Carrie Fisher, who died on Tuesday, has been rightly celebrated for her artistic career. She’s also been recognized as a mental health advocate, and she often intertwined the two. Afflicted with bipolar disorder, she educated the public about the condition as if she were on a mission. Her books, notably the 1987 semiautobiographical Postcards From the Edge, interviews, and her 2009 one-woman show, Wishful Drinking, painted a realistic portrait of a woman who struggled mightily but endured.
Brutally funny and honest in equal measure, Ms. Fisher did not play the victim. “Well, I am hoping to get the centerfold in Psychology Today,” she once told WebMD. “I define [bipolar illness], rather than it defining me.”

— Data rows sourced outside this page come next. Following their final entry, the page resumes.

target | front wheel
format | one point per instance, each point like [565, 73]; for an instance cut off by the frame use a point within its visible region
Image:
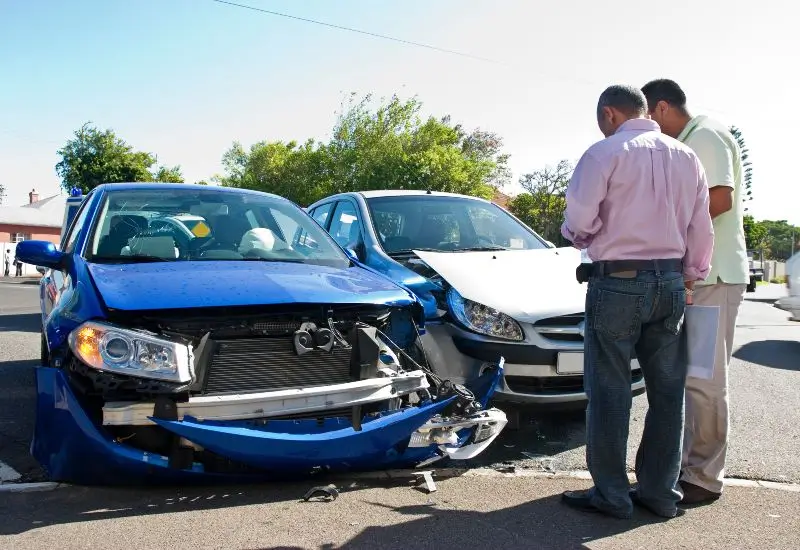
[45, 352]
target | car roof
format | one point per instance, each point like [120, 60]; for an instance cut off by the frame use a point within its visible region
[149, 185]
[411, 193]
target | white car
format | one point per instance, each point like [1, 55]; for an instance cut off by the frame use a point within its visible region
[791, 303]
[491, 287]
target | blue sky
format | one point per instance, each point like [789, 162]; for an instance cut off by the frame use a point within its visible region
[185, 78]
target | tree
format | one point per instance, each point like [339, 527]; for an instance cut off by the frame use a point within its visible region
[755, 233]
[543, 203]
[390, 147]
[747, 166]
[96, 156]
[168, 175]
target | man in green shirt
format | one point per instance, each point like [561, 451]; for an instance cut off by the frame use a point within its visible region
[705, 441]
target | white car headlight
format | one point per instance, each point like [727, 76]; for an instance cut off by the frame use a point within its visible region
[483, 319]
[123, 351]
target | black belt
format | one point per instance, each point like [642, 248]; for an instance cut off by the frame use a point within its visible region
[603, 268]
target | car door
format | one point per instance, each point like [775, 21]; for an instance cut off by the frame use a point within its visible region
[56, 280]
[322, 213]
[346, 227]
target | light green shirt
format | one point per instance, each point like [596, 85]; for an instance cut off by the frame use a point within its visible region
[722, 160]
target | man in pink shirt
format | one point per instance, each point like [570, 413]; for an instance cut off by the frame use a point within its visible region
[638, 202]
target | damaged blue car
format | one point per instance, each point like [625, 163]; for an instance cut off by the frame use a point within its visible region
[199, 333]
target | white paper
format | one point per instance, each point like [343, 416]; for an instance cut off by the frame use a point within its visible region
[700, 326]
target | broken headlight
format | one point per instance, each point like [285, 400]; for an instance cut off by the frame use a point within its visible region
[122, 351]
[481, 318]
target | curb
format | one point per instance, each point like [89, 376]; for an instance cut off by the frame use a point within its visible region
[30, 487]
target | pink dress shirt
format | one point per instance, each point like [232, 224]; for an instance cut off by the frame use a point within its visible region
[641, 195]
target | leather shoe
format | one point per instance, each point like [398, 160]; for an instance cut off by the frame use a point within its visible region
[694, 494]
[639, 502]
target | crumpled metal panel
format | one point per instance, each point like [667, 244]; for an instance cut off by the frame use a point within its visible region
[337, 449]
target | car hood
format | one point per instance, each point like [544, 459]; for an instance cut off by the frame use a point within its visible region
[527, 284]
[177, 285]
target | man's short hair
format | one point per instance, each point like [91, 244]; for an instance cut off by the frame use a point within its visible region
[664, 89]
[628, 100]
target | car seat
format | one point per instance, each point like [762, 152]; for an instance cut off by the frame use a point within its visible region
[122, 228]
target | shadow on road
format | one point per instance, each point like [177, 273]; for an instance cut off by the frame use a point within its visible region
[540, 523]
[776, 354]
[21, 322]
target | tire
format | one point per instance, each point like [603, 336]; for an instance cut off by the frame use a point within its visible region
[44, 353]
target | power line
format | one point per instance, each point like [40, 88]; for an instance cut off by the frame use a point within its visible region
[571, 78]
[359, 31]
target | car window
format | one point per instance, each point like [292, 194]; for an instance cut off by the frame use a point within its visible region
[321, 213]
[345, 227]
[75, 228]
[404, 223]
[180, 225]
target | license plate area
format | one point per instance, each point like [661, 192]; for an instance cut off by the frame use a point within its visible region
[569, 363]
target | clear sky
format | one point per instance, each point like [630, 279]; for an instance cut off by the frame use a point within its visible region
[185, 78]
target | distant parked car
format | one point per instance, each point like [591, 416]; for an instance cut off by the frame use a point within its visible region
[490, 285]
[791, 303]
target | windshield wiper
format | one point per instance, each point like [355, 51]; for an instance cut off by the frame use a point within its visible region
[132, 259]
[285, 260]
[480, 248]
[411, 250]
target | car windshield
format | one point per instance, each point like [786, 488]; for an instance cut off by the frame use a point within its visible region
[447, 224]
[139, 225]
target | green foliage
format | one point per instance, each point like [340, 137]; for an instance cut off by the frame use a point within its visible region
[168, 175]
[755, 233]
[390, 147]
[747, 166]
[543, 203]
[96, 156]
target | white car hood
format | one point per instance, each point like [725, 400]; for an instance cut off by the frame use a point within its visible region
[528, 285]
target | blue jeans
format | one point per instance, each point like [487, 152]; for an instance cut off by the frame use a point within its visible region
[642, 313]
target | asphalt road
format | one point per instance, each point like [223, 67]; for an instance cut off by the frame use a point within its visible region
[764, 387]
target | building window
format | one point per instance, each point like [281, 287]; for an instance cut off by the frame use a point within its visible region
[19, 237]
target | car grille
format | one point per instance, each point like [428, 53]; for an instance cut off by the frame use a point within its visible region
[266, 364]
[554, 385]
[566, 328]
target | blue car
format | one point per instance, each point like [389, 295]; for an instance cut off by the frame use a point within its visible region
[490, 287]
[195, 333]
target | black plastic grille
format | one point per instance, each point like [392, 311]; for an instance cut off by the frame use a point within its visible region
[265, 364]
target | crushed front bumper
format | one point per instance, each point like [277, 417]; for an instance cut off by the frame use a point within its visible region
[74, 447]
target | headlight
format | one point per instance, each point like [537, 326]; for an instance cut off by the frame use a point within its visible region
[481, 318]
[109, 348]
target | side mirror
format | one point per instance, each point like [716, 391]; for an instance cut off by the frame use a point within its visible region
[40, 253]
[352, 254]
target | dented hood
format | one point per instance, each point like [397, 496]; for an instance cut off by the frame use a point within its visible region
[178, 285]
[527, 284]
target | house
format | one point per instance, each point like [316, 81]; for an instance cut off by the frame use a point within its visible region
[38, 220]
[501, 199]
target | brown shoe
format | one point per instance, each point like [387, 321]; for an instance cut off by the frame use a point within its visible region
[694, 494]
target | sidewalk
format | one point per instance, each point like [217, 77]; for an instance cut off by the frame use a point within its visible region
[470, 511]
[25, 279]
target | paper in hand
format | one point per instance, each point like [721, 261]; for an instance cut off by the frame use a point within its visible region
[700, 327]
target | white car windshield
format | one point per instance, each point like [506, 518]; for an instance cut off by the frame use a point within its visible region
[447, 224]
[138, 225]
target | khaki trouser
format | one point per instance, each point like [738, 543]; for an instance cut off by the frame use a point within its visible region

As a psychiatrist, I can’t think of a healthier attitude. Fisher spoke publicly and truthfully about her condition and in doing so, offered many lessons from which we can all learn.
First, she promoted the best treatments that psychiatry has to offer. “The only lesson for me, or anybody, is that you have to get help,” she told People magazine in 2013. Too many Hollywood stars embrace fringe therapies as the sole approach to mental illness. Not Fisher.
“I have a chemical imbalance that, in its most extreme state, will lead me to a mental hospital,” she said to People. “I am mentally ill. I can say that. I am not ashamed of that. I survived that, I’m still surviving it, but bring it on.” Indeed, when her condition was at its most intense, Fisher turned to electroconvulsive therapy, or ECT. ECT is still overshadowed by its One Flew Over the Cuckoo’s Nest reputation as a damaging procedure. Yet it is one of the most effective treatments, perhaps the most effective, for severe mania or depression (both are symptoms of bipolar illness) that has not responded, or responded quickly enough, to medication. Fisher’s openness is one step toward demythologizing ECT and, as such, it was a major contribution to public awareness.
Second, Fisher’s openness about her family and personal history demonstrated the complexity of mental illness. She suspected her father had undiagnosed bipolar illness, stating that his wild overspending was at least one indication. Fisher had a tumultuous childhood. Her father abandoned the family when she was 2 years old; her famous mother, Debbie Reynolds, who reportedly gave her a vibrator for Christmas when she was 15, was absent much of the time. Fisher began using LSD in her teens, sometimes with her father. “I find that I don’t have what could be considered a conventional sense of reality,” she wrote.
To be sure, a chaotic childhood is not a risk factor for bipolar illness. (There is a genetic factor, of course, and other biological vulnerabilities.) But it may well have predisposed her to the insecurities and anxieties Fisher would go on to write about. And those in turn would play a role in her use of vast quantities of hallucinogens, alcohol, sedatives, and cocaine. These drugs complicated her life for years as she attempted to sort through which problems resulted from drug use, which resulted from her illness, and which came from some combination of the two.
Her willingness to speak candidly about how each of these situations influenced her life and her ability to accept her diagnosis and work with her doctors set an example for people struggling through similar situations.
Finally, Fisher had the real thing. Bipolar illness is devastating. The symptoms can be terrifying: paranoid hallucinations, delusions (she had those), a black abyss of demobilizing depression. The suicide rate is estimated to be as high as 15 percent, with one-quarter to half of all bipolar individuals attempting it at some point in their lives.
In recent years, I’ve been dismayed to see bipolar disorder become a throwaway diagnosis, often self-determined. Today, many people quip about being bipolar when they talk of “mood swings” or state that “one minute I am happy, and the next I’m sad.” It’s certainly true that many people who feel these things may benefit from psychological help. They may have mild mood instability, they may be impulsive, they may have difficult lives that would demoralize anyone, and they may use drugs (which can sometimes mimic the symptoms of mania). Some of them may even have bipolar disorder, and if they do, they should seek the help they need to get a correct diagnosis, and subsequent treatment, which can be quite effective at managing symptoms.
But when people label unwanted mood states as bipolar, they trivialize severe conditions and undermine efforts to reduce the burden of shame that many patients and their families still feel.
Embracing the seriousness of bipolar disorder and helping sufferers obtain quality care is the best way to fight the stigma. Fisher’s fearlessness in talking about her own battle—“the battle that is me,” as she called it— is a good reminder of why.